Giornata di silenzio e riflessione

Una lezione per i giovani: il rischio idrogeologico è ancora attuale. Mostra aperta per un mese

Giornata di silenzio e riflessione

Il Polesine si è fermato per rendere omaggio alle vittime dell’alluvione e ricordare la dolorosa ferita del 1951.

Ieri mattina a Occhiobello sono andate in scena le iniziative volte da una parte a sollecitare la memoria, e dall’altra a trasmettere conoscenza e senso di responsabilità nei confronti di possibili eventi altrettanto disastrosi.

Ecco allora che la mattinata a Occhiobello ha potuto avvalersi della testimonianza di Luciano Rovatti, all’epoca della rotta di Malcantone appena 12enne, che, ancora pieno di emozione, ha ricordato quei momenti: il rombo, il boato del fiume che ha rotto il silenzio in quella sera di nebbia di 74 anni fa. Il rumore, sinistro, indicava che qualcosa di grave era successo e che bisognava mettersi al riparo. Purtroppo non tutti riuscirono a salvarsi, a Occhiobello sono state ricordate le vittime, in tutto il Polesine un centinaio, 84 riconducibili all’episodio tristemente noto del “camion della morte”.

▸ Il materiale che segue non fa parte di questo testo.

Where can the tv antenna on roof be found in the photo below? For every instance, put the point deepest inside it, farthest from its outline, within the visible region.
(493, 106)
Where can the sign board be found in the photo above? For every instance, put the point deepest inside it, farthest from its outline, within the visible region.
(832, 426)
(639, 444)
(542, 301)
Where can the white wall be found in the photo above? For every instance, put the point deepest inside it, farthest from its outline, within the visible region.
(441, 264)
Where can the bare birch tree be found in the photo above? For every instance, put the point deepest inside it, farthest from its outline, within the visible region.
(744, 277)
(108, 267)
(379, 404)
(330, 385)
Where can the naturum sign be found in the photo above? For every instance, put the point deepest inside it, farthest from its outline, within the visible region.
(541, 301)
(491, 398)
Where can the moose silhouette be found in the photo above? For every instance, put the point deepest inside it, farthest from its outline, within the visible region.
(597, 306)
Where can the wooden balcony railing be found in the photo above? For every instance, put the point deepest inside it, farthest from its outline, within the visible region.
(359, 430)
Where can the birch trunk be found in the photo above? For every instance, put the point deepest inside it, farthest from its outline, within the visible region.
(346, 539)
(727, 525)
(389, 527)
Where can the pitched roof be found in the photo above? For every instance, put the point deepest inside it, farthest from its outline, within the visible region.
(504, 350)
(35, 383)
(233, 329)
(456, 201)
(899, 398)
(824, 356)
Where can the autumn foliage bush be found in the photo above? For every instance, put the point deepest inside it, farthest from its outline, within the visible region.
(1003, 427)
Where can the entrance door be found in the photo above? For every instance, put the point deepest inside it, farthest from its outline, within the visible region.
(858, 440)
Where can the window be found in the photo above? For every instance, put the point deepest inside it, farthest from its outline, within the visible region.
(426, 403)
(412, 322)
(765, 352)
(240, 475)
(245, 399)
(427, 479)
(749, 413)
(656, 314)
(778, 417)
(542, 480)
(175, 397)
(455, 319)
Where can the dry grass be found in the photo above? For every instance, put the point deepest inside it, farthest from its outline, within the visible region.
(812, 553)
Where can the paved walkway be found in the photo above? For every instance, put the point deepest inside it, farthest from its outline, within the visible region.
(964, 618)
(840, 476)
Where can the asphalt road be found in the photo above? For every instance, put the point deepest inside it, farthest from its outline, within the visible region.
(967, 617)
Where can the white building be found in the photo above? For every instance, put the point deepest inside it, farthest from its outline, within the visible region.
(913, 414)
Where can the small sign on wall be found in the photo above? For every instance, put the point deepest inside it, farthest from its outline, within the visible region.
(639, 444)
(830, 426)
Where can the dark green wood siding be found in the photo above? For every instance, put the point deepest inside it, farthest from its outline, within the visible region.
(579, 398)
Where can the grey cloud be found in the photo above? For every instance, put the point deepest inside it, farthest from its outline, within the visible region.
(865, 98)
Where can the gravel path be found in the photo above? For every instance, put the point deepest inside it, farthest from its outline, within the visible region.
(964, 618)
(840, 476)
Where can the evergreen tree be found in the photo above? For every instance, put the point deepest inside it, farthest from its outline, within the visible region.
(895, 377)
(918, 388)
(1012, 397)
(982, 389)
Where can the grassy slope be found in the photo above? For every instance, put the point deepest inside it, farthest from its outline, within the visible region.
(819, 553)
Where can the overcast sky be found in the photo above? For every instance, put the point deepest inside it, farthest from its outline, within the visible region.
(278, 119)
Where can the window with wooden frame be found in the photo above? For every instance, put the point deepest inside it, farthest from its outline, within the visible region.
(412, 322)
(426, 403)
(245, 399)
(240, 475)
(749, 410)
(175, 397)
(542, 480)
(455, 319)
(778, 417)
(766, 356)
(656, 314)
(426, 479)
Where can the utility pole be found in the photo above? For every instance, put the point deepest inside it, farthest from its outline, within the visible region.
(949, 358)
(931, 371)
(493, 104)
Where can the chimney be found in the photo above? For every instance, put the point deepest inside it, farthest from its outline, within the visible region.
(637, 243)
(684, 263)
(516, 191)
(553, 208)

I numeri, oltre alle testimonianze, raccontano la devastazione lasciata dall’alluvione. Un centinaio di morti, quasi 200mila persone lasciarono le proprie abitazioni, seimila i bovini persi, incalcolabile il numero degli altri animali d’allevamento e, ultimo dato significativo, nei dieci anni successivo almeno 80mila persone lasciarono definitivamente il Polesine. Le conseguenze si sentirono per anni e anche per questa ragione i fiori posati ieri sull’epigrafe marmorea che ricorda l’intervento solidale dei barcaioli di San Benedetto Po, accorsi immediatamente a soccorrere a aiutare la popolazione polesana, oggi il Comune di San Benedetto Po è gemellato con Occhiobello, assumono ulteriore senso, tra il ricordo di quei giorni e un futuro ancora da costruire.

A questo scopo, la giornata di ieri a Occhiobello è stata anche di formazione e informazione per le cittadine e i cittadini più giovani. All’interno dell’auditorium di Santa Maria Maddalena, le quinte del Comprensivo hanno partecipato all’incontro con il gruppo di Protezione civile di Occhiobello Stienta, un momento dedicato alla promozione della consapevolezza, alla prevenzione e alla conoscenza.

I volontari hanno parlato di rischio idrogeologico, del cambiamento dei fenomeni meteorologici e della responsabilità che i cittadini hanno nella cura del territorio in chiave di prevenzione. L’intervento dei volontari nelle situazioni di emergenza è segno di un’instancabile volontà di mettersi sempre a disposizione degli altri, a completare le iniziative, in biblioteca, è stata allestita una mostra fotografica di venti immagini d’epoca, fornite da Franco Rinaldi, in bianco e nero che fissano volti e paesaggi di quel novembre 1951. La mostra sarà visitabile negli orari di apertura della biblioteca per un mese.